Core

Degrees and Certificates

Classes

ARTSC 3301: Art and Contemplation

Art and Contemplation focuses on how works of art—music, painting, sculpture, dance, photography, and film—reveal aspects of reality that surprise, startle, and provoke us to think. The poet, Dante Alighieri, considered art as the grandchildren of God inasmuch as men and women are His creations, and they in turn fashion earthly materials in forms that reflect the beauty of God. Such creation turns our gaze to beauty, and thereby to our Creator God. Students will come to embrace as their own Fyodor Dostoevsky’s famous words, “Beauty will save the world.”

ENGLC 1301: The Classical Tradition

The Classical Tradition lays the foundation for the rest of the core curriculum in English through a writing-intensive introduction to some of the most beautiful and life-altering poems and philosophical works of the Classical world. Students will engage primary texts in a manner that hone their capacity to ask good questions, to interpret carefully, to develop the interior life, and to experience reality in all of its multi-layered richness, realizing the relationship of beauty and ugliness to truth and falsity. Concluding with St. Augustine’s Confessions, the course immerses students in the ties and tension that exist between Christian revelation and classical culture.

ENGLC 1302: Middle Ages and Renaissance

The Middle Ages and Renaissance develops the Core Curriculum in English through a writingintensive introduction to beautiful, life-altering literary and philosophical works of the Middle Ages and Renaissance.

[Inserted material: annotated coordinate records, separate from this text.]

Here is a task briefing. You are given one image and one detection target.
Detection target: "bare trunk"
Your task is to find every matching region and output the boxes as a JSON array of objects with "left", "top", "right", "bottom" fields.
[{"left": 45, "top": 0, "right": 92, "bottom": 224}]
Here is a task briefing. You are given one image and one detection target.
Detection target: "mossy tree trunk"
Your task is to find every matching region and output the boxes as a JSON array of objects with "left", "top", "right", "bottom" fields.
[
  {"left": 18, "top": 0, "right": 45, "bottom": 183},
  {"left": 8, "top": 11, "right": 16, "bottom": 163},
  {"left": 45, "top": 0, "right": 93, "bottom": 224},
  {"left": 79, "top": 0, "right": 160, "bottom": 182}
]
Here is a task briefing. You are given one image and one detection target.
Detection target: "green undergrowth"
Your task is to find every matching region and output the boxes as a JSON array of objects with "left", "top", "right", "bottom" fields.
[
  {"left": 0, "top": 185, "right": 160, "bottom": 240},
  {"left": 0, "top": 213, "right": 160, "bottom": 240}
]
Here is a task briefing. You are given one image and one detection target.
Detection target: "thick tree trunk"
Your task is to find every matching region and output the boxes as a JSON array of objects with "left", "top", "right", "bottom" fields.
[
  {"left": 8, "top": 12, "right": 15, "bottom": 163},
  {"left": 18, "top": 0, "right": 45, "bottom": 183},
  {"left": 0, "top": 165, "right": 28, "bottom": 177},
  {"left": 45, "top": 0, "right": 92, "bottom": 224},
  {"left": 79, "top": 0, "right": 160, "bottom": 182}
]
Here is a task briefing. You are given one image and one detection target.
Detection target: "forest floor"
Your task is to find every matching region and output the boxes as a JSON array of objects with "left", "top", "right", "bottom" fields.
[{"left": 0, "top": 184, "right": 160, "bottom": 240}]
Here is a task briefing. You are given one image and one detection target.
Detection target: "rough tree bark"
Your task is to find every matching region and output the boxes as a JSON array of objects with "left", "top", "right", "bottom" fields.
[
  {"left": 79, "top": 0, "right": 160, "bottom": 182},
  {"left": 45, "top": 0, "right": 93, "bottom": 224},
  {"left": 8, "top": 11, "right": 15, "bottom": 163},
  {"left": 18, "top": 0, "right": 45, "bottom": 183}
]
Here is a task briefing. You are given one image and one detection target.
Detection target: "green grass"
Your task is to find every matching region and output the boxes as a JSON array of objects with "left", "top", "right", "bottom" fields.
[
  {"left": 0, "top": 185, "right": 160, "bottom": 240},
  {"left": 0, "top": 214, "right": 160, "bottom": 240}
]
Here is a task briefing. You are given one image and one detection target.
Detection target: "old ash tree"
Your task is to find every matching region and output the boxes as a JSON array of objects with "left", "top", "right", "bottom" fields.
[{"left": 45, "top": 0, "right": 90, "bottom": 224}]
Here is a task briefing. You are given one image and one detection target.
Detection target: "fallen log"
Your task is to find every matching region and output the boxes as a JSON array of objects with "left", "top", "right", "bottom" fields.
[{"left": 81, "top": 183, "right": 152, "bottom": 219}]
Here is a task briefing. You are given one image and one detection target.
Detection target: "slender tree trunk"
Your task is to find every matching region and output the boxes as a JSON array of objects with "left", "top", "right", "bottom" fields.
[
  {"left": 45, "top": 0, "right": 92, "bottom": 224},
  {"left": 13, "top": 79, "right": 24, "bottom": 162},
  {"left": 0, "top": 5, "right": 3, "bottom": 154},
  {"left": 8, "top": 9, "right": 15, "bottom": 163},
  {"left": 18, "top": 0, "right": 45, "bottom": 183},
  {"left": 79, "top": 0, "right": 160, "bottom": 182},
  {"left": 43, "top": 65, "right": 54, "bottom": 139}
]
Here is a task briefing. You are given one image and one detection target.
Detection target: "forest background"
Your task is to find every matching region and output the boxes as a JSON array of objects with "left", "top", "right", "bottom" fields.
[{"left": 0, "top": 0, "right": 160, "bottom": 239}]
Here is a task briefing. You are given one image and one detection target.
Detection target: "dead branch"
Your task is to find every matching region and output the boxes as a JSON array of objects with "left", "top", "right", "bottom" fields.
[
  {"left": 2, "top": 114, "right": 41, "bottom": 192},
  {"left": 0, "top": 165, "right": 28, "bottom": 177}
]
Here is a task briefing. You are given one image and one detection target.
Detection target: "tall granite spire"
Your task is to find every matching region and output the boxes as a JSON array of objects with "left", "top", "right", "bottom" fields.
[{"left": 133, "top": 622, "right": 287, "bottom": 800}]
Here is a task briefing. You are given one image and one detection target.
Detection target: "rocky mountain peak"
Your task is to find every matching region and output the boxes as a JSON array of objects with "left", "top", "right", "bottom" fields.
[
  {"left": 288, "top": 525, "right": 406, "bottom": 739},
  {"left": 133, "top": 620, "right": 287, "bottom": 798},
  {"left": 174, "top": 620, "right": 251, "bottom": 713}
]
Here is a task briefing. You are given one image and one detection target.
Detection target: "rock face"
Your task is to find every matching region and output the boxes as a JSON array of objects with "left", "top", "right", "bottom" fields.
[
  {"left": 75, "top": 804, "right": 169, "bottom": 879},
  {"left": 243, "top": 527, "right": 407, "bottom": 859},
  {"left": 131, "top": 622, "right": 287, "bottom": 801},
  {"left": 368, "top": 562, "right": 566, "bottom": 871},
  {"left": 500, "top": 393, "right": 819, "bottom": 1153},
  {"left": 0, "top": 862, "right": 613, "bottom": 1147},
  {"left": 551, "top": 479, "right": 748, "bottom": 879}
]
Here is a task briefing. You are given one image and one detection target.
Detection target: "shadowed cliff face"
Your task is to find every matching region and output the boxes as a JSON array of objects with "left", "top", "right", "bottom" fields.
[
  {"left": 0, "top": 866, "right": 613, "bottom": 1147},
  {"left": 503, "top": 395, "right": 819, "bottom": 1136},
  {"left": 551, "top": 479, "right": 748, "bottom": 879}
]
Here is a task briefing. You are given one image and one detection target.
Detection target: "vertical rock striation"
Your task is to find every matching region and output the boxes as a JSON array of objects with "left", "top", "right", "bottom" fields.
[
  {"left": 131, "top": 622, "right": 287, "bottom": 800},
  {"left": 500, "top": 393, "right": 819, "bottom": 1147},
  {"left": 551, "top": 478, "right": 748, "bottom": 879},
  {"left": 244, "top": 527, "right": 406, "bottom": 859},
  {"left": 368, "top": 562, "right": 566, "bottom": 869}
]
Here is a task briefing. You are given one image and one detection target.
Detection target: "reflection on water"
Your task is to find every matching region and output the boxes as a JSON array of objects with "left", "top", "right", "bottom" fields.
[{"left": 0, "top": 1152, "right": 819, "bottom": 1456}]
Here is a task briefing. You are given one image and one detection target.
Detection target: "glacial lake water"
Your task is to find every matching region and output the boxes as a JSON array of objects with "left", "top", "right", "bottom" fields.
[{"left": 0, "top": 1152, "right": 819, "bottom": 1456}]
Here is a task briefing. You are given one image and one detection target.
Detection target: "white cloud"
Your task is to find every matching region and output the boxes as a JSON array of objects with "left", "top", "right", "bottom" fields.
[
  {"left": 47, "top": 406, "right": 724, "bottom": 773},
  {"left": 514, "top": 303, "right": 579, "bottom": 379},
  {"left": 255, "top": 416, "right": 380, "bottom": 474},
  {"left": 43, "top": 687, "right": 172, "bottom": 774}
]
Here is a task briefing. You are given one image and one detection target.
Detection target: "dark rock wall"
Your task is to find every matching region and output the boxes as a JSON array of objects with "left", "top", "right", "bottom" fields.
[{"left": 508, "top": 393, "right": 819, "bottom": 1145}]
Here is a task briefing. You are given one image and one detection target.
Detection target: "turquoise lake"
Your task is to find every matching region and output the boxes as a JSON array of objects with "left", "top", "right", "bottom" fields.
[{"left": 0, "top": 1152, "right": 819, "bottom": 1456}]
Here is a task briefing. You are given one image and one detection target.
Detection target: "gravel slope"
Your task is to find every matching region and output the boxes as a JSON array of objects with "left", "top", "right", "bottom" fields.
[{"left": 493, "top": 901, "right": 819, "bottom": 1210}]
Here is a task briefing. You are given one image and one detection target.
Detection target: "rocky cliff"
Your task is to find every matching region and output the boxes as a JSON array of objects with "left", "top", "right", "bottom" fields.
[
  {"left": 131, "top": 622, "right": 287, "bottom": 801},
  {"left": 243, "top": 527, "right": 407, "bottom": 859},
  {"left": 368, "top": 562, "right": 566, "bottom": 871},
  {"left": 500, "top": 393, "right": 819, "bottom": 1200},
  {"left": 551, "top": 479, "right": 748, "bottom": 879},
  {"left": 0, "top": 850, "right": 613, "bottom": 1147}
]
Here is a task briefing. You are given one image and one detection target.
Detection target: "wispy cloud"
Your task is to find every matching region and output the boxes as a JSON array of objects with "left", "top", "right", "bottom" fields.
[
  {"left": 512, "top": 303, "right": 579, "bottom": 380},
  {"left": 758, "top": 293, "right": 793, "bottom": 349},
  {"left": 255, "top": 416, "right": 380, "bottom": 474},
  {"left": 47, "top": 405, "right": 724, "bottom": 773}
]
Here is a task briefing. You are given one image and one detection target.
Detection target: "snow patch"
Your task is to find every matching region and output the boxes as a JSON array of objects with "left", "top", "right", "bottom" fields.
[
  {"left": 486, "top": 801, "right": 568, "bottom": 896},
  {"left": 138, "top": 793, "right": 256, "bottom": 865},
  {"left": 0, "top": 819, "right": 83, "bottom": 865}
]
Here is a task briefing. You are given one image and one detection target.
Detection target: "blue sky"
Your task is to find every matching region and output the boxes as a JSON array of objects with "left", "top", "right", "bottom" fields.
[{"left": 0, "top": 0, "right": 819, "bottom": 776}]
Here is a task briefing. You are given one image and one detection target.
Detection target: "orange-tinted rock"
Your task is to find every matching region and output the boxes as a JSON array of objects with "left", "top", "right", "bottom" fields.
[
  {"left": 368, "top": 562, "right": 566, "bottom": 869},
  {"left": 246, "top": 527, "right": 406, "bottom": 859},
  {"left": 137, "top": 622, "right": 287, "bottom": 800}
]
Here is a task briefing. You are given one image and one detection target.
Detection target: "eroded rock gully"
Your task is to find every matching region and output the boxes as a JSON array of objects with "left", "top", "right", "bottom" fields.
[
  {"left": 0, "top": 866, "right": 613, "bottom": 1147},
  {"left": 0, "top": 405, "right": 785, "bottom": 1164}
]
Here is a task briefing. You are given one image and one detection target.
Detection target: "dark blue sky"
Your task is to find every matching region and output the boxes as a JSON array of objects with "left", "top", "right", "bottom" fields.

Students will engage primary texts in a manner that hone our capacity to ask good questions, to interpret carefully, to develop the interior life, and to experience reality in all of its multi-layered richness, realizing the relationship of beauty and ugliness to truth and falsity.

ENGLC 2301: Modern World and American Expressions

The Modern World and American Expressions crowns the Core Curriculum in English through a writing-intensive introduction to beautiful, life-altering literary and philosophical works of modern literature. Students will engage primary texts in a manner that hones their capacity to ask good questions, to interpret carefully, to develop the interior life, and to experience reality in all of its multi-layered richness, realizing the relationship of beauty and ugliness to truth and falsity.

HISTC 1301: History of Western Culture and Ideas

A historical perspective on European culture, society, and politics. This course aims to foster both historical consciousness and the stability and circumspection that results from an awareness of the richness and diversity of the past.

LS 1301: Foundations of Liberal Learning

An introduction to the liberal arts of language: grammar, logic, and rhetoric, accompanied by an explanation of liberal learning itself, its nature and importance. The course is interdisciplinary and may be taught from different disciplinary perspectives, depending on the professor.

MATHC 2301: Quadrivium: The Mathematical Arts

"Quadrivium: The Mathematical Arts" explores the quantitative arts of the quadrivium: arithmetic, geometry, music, and astronomy. As the second stage of a traditional liberal arts education following the qualitative trivium, the quadrivium reveals the beauty and nature of the created universe through the universal language of mathematics.

PHILC 2301: Ethics

This course is for students who are studying moral philosophy for the first time. As long as there have been human beings, morality has been a question—its foundations, its nature, its forms, and its very possibility. By studying classic works of philosophy, especially Plato’s Republic, Aristotle’s Nicomachean Ethics, and St. Thomas Aquinas’s Summa Theologica, students will engage with the most fundamental questions that motivate ethical reflection: What does it mean to be human? What makes for a good life? How shall we live? What is the relationship between morality and happiness? The course will focus particular attention on the riches of the Catholic intellectual tradition and its emphasis on practical reasoning, the dignity of the person, virtue ethics, and the natural law.

POSCC 2301: Politics and Society

An introductory course on the political and social order with an emphasis on the American context, presenting theories and their real-life application. Themes include natural law, civil rights and civil liberties, and forms of social and economic organization.

SCIEC 2301: Quadrivium: The Mathematical Arts

"Quadrivium: The Mathematical Arts" explores the quantitative arts of the quadrivium: arithmetic, geometry, music, and astronomy. As the second stage of a traditional liberal arts education following the qualitative trivium, the quadrivium reveals the beauty and nature of the created universe through the universal language of mathematics.

THEOC 1301: Faith, Reason, and Revelation

An introductory course in fundamental Catholic theology, presenting the basic openness of the human person to divine revelation, the historical veracity of that revelation, and selected major theological themes in the Catholic worldview, with an eye to their coherence with one another and with the human person.